- Classification: Division I
- Season: 2021–22
- Teams: 8
- Site: Campus sites
- Champions: Albany (7th title)
- Winning coach: Colleen Mullen (1st title)
- MVP: Kayla Cooper (Albany)
- Television: ESPN+ ESPN2

= 2022 America East women's basketball tournament =

The 2022 America East Women's Basketball Conference tournament was the postseason women's basketball tournament for the America East Conference that began March 5, 2022 and ended with the final on March 11, 2022. The second-seeded Albany Great Danes defeated the top seed Maine Black Bears in the tournament final to advance to the 2022 NCAA tournament, their seventh tournament appearance. All tournament games were played on the home arenas of the higher-seeded school.

== Seeds ==
Eight of the ten America East teams qualified for the tournament. Stony Brook was not eligible for the tournament due to a postseason ban imposed by the conference.
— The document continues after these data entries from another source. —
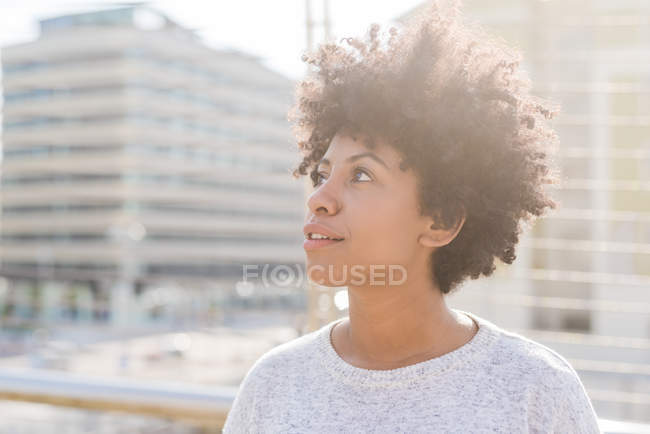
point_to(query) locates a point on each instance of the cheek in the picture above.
(384, 234)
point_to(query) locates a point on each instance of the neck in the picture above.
(393, 326)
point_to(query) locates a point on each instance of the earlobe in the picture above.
(436, 237)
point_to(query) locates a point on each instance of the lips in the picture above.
(317, 228)
(333, 237)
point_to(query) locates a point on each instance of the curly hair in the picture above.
(453, 101)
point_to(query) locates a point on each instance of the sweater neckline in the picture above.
(469, 353)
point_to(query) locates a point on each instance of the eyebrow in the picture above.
(356, 157)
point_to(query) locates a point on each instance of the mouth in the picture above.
(314, 240)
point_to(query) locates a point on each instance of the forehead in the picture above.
(343, 145)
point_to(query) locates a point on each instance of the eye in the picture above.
(360, 173)
(318, 179)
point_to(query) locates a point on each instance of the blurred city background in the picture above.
(145, 161)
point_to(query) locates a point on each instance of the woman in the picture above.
(425, 152)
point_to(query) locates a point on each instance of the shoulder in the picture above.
(289, 355)
(554, 393)
(523, 355)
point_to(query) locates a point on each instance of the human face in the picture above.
(365, 199)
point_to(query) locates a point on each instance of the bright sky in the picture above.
(273, 30)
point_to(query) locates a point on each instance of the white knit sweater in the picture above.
(499, 382)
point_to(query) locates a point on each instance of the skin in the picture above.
(375, 208)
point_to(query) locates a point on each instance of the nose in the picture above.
(323, 200)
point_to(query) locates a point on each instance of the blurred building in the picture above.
(581, 280)
(135, 155)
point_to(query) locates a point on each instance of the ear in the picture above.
(435, 236)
The teams were seeded by record in conference, with a tiebreaker system to seed teams with identical conference records.

| Seed | School | AEC Record | Tiebreaker |
|---|---|---|---|
| 1 | Maine | 15–3 |  |
| 2 | Albany | 13–5 | 1–1 vs. Vermont; 0–2 vs. Maine; 1–1 vs. Stony Brook |
| 3 | Vermont | 13–5 | 1–1 vs. Albany; 0–2 vs. Maine; 0–2 vs. Stony Brook |
| 4 | NJIT | 9–8 |  |
| 5 | UMass Lowell | 8–9 |  |
| 6 | Binghamton | 5–13 |  |
| 7 | New Hampshire | 4–12 |  |
| 8 | Hartford | 4–14 |  |

== Schedule ==

Game: Time*; Matchup^{#}; Score; Television
Quarterfinals – Saturday, March 5, 2022
1: 1:00 pm; No. 8 Hartford at No. 1 Maine; 49–63; ESPN+
2: 2:00 pm; No. 7 New Hampshire at No. 2 Albany; 44–49
3: 4:00 pm; No. 5 UMass Lowell at No. 4 NJIT; 33–47
4: 2:30 pm; No. 6 Binghamton at No. 3 Vermont; 63–71
Semifinals – Tuesday, March 8, 2022
5: 7:00 p.m.; No. 4 NJIT at No. 1 Maine; 48-72; ESPN+
6: 7:00 p.m.; No. 3 Vermont at No. 2 Albany; 54-67
Championship – Friday, March 11, 2022
7: 5:00 pm; No. 1 Maine vs. No. 2 Albany; 47-56; ESPN2
*Game times in EST. #-Rankings denote tournament seeding.